Questo abbinamento di termini “in rima” mi ha subito rimandato a una rivista/mensile che per diversi anni (purtroppo la crisi editoriale ha colpito anche qui) è stata un faro per il mio essere attivo in contesti multiculturali (e so di essere in buona compagnia, in particolare tra i molti che hanno a cuore lo sviluppo interculturale in ambito socio-educativo). Il suo titolo è molto breve: CEM, acronimo che sta per Centro Educazione alla Mondialità, progetto editoriale e proposta pedagogica della congregazione missionaria dei Saveriani. Quindi degli esperti e protagonisti di missionarietà che decidono di “battezzare” il proprio mensile dedicato all’azione missionaria “interna” con il termine “mondialità”.
Anzi, di ri-battezzare, di cambiare nome: nei primi suoi decenni di vita la sigla CEM stava per “Centro di Educazione alla Missionarietà”. Nato nel lontano 1942 a Parma, il CEM sorge dal tentativo di tre giovanissimi missionari saveriani di mettere in pratica l’ideale del fondatore dell’ordine saveriano, il Beato Guido Maria Conforti: “fare del mondo un’unica famiglia”.
Esso si segnala per un forte impegno internazionalista rivolto alla scuola italiana, producendo materiali innovativi, favorendo l’attuazione di convegni e seminari, e creando un notevole dibattito che coinvolge molti dei maggiori pedagogisti dell’epoca.
Verso la fine degli anni sessanta, la Emme della sigla passa a diventare l’iniziale di Mondialità, in un momento in cui i vocabolari non riportano neppure tale termine.
Lo scopo fondamentale dello strumento-rivista, riportato nell’editoriale del 1° numero (ottobre 1972), è quello di “fare della nostra scuola come un “crocevìa di sentieri” — causa e condizione del suo rinnovamento, del suo arricchimento e della sua continuità come azione educativa ad ogni livello — per facilitare, mediante il dialogo con le altre culture e la fedeltà alle rispettive tradizioni culturali, il suo inserimento realmente operativo nella comunità nazionale e mondiale”.

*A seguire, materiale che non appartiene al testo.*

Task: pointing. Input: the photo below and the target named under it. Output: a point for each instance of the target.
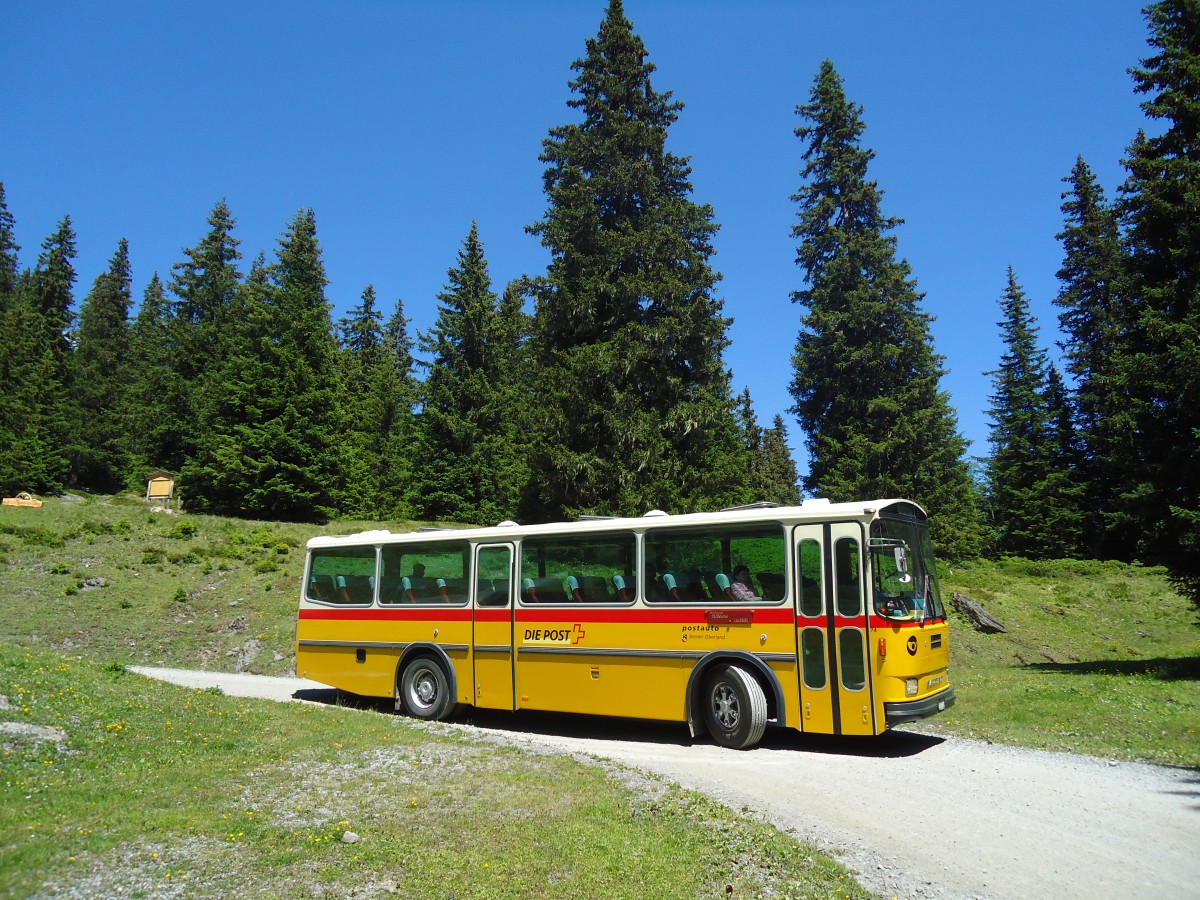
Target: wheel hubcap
(425, 689)
(725, 707)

La missionarietà dunque che guarda ai luoghi di partenza dei missionari con la convinzione che l’educazione giochi un ruolo chiave nel qui ed ora di ogni epoca, tanto più quando si dimostra in grado di interrogarsi sui processi che legano dinamiche locali e globali, da incoraggiare attraverso esperienze di partecipazione democratica e di cittadinanza attiva sia nella scuola sia sul territorio.
Se la sua mission può essere definita con quella che don Tonino Bello chiamava la “convivialità delle differenze”, il metodo di CEM è l’interculturalità (che fa anche da sottotitolo: “Mensile di educazione interculturale”), che si basa sul presupposto che ogni cultura, essendo un carattere essenziale dell’esistenza umana, mira alla perfezione integrale della persona umana, al bene della comunità e di tutta la famiglia umana.
Conseguenza di questo aspetto antropologico non è l’“unicità” (specie se si trasforma in etnocentrismo), ma la internazionalità, la pluralità delle culture: pluralità, questa, che non impedisce, ma facilita e perfeziona la realizzazione “propria” delle diverse civiltà.
Ora che il mondo abita anche il nostro quotidiano, che si è avvicinato grazie ai flussi migratori, abbiamo a disposizione una formidabile palestra di mondialità, per contribuire tutti a “fare del mondo un’unica famiglia”.